Owing to the retrospective nature of the study, raw CT data were not available for alternative reconstructions using different slice thicknesses or sharpness settings. The slice thickness of the images available for review was set at 1.5 mm. This is the standard reconstruction for clinical assessment of feline thoracic studies at our institution and was therefore considered to be most clinically applicable. It is possible that thinner slice reconstructions may give better accuracy for lymph node measurement, but this would need to be assessed in future studies.

Finally, cytology and/or histopathology was not performed on any of the measured lymph nodes, and therefore it cannot be definitively concluded that these were all lymphoid tissue, either normal or abnormal. At the time of investigation these structures were subjectively deemed to be within normal limits and therefore there was no clinical indication for sampling to be performed, particularly given the technical challenges and risks associated with sampling of such small structures. However, we feel that all reasonable efforts were made to distinguish the structures as lymph nodes based on their anatomical location and the clinical experience of the observer.

Conclusions

This study provides data regarding the CT appearance of presumed normal intrathoracic lymph nodes in cats that have not been previously described.
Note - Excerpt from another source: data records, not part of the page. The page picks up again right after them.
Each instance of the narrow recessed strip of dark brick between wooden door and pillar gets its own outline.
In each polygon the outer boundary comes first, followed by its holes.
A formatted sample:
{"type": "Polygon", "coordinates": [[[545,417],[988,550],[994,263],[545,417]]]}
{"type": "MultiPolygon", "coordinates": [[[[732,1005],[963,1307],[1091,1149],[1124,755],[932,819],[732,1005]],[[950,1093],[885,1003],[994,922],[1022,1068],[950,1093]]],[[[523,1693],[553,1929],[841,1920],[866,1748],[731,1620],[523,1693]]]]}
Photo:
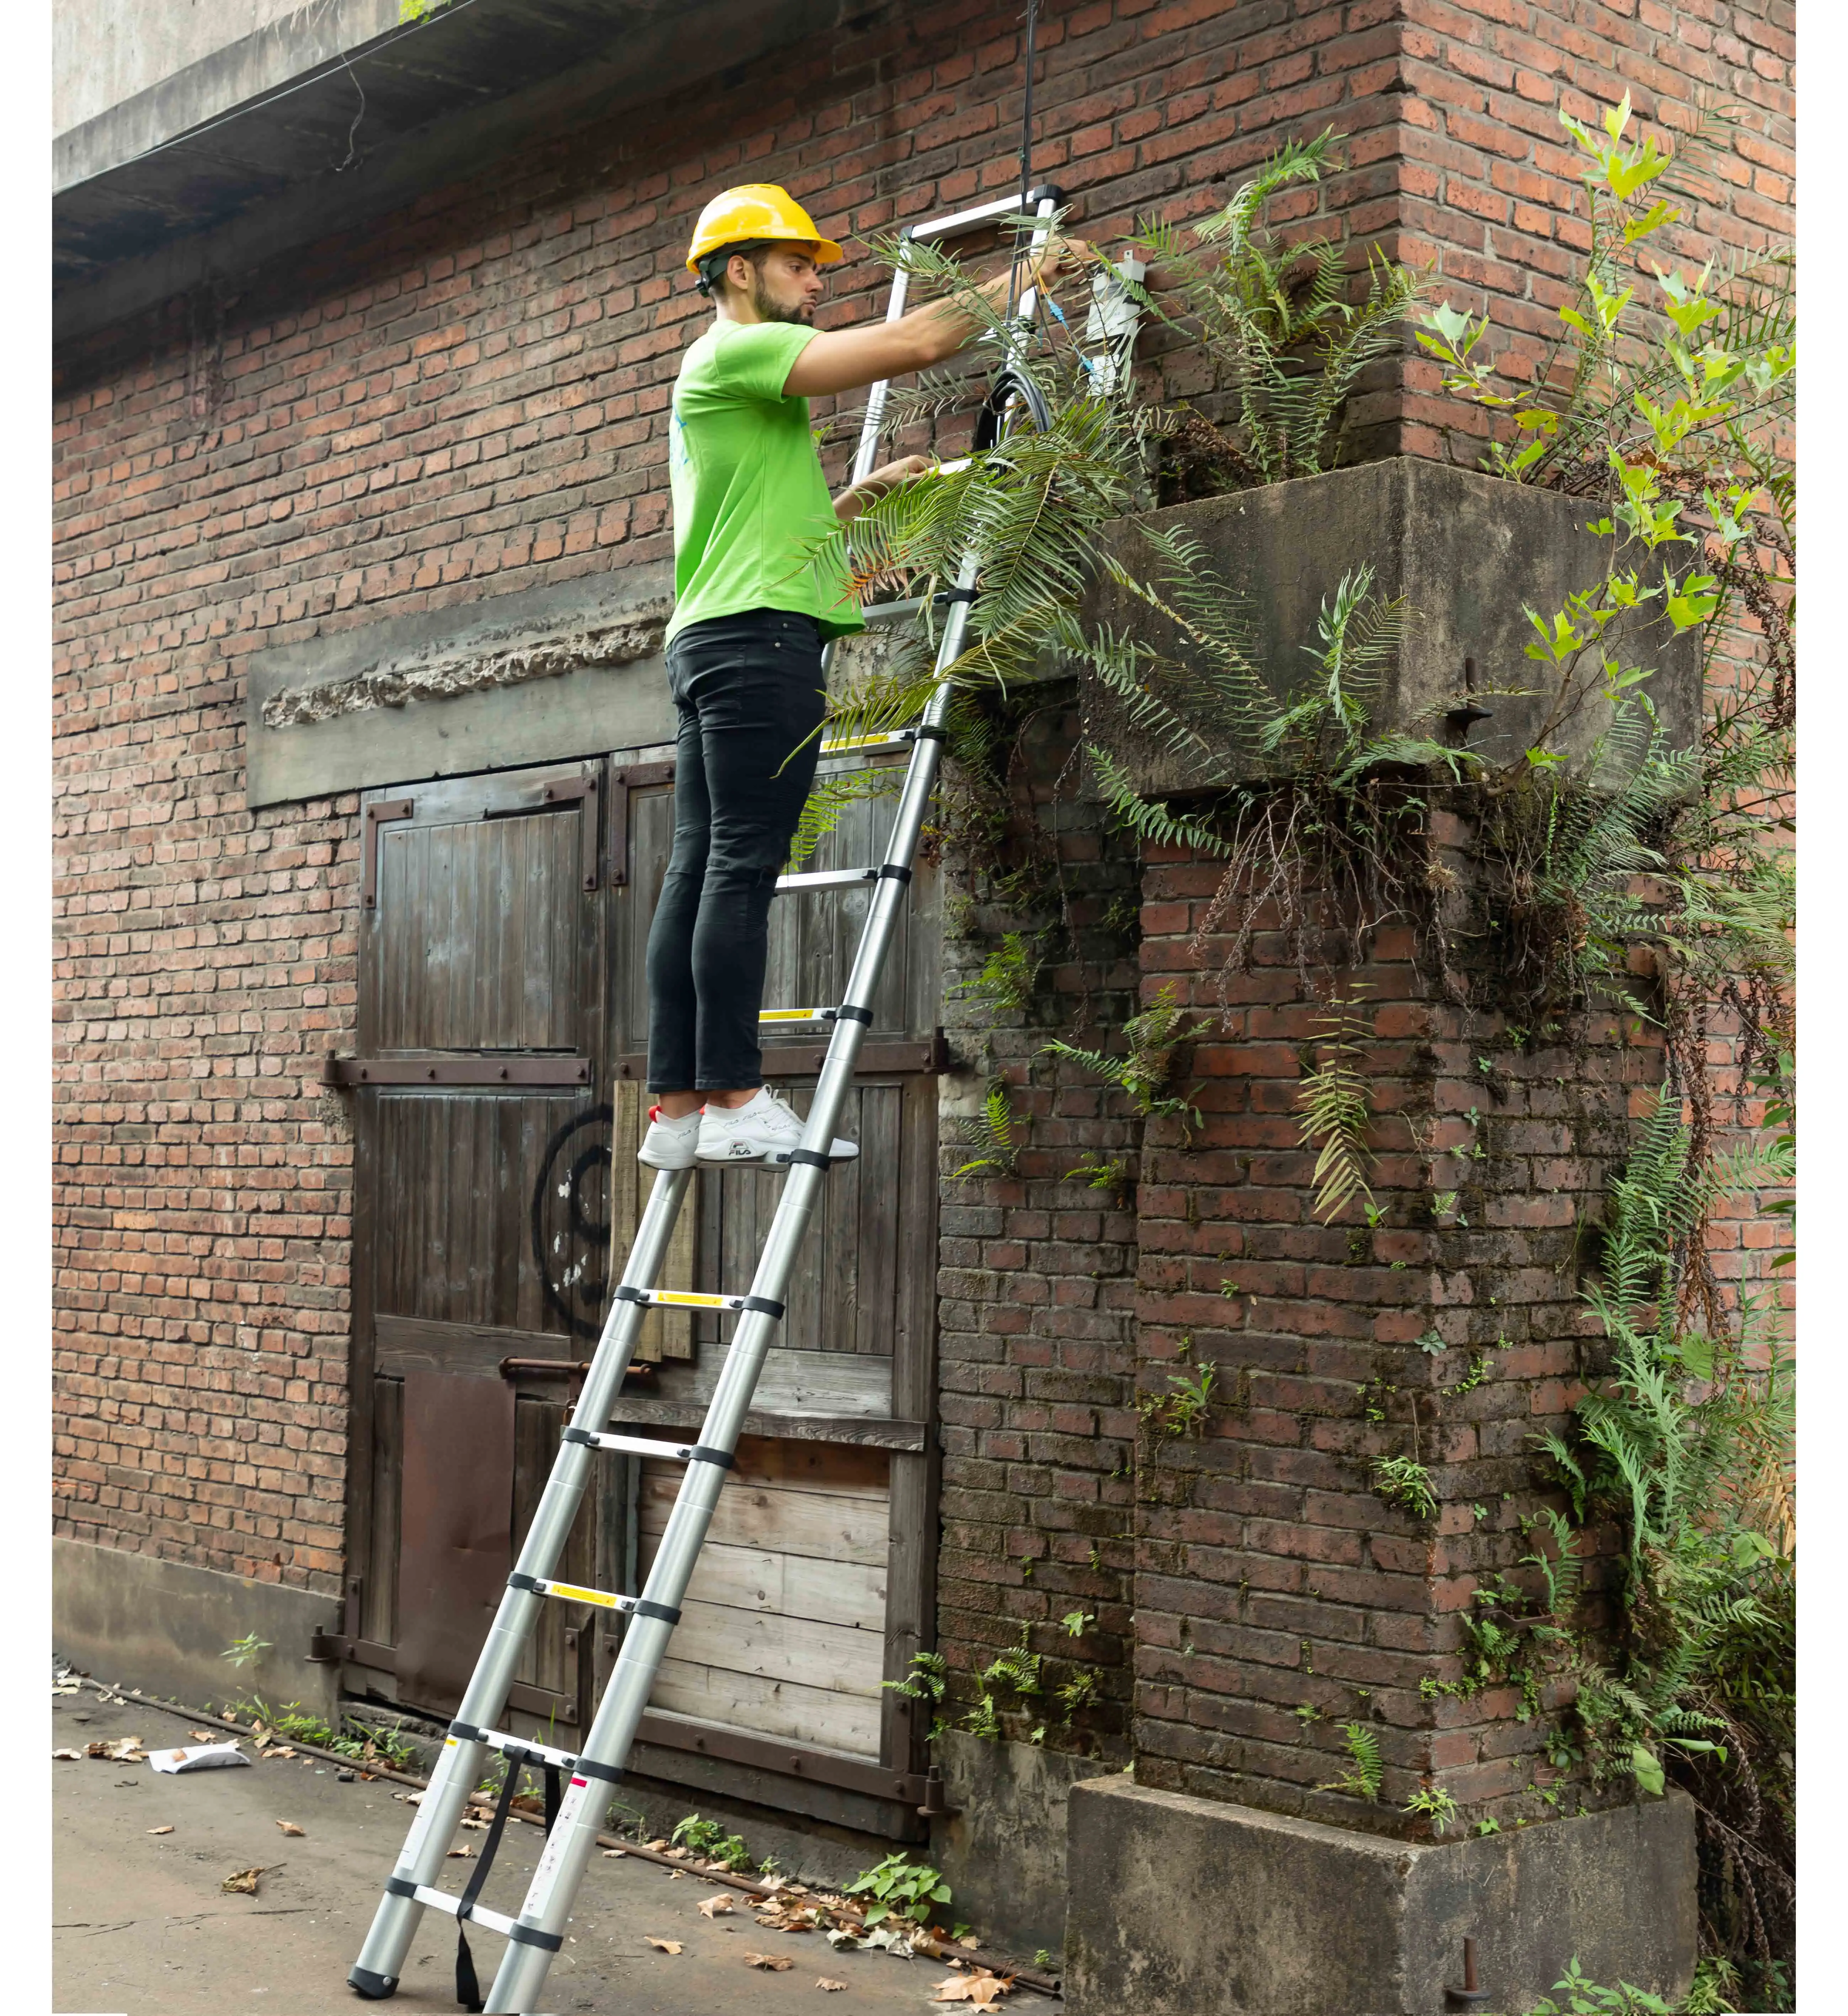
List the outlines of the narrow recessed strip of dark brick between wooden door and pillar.
{"type": "Polygon", "coordinates": [[[937,1633],[955,1710],[1028,1625],[1050,1685],[1098,1675],[1098,1706],[1066,1726],[1046,1697],[1000,1689],[1022,1738],[1054,1722],[1054,1748],[1125,1758],[1135,1631],[1135,1191],[1070,1179],[1084,1161],[1135,1165],[1141,1123],[1082,1068],[1046,1056],[1054,1036],[1106,1050],[1137,1012],[1141,871],[1096,802],[1074,802],[1076,718],[1056,687],[1016,726],[1014,818],[1000,845],[945,853],[943,1022],[969,1070],[965,1105],[1002,1081],[1018,1117],[1014,1175],[953,1171],[979,1145],[943,1129],[937,1363],[943,1542],[937,1633]],[[1002,933],[1044,960],[1014,1008],[979,984],[1002,933]],[[1096,1621],[1074,1639],[1072,1611],[1096,1621]]]}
The variability seen between the numbers and location of these lymph nodes is not only consistent with previous anatomical reports, but also reflective of the difficulties in accurately assessing such small anatomical structures. Nonetheless, the data presented in this study should be considered when assessing clinical cases for intrathoracic lymphadenopathy and may help guide the decision as to when sampling for cytology or histopathology is considered. We recommend that 1.5 mm slice reconstruction is likely to be satisfactory for thoracic lymph node assessment, and that imaging should include both pre- and post-contrast images unless significant contraindications exist. Future research is proposed to assess changes in diseased populations, with the hope of establishing optimal cut-off values for normal lymph node characteristics.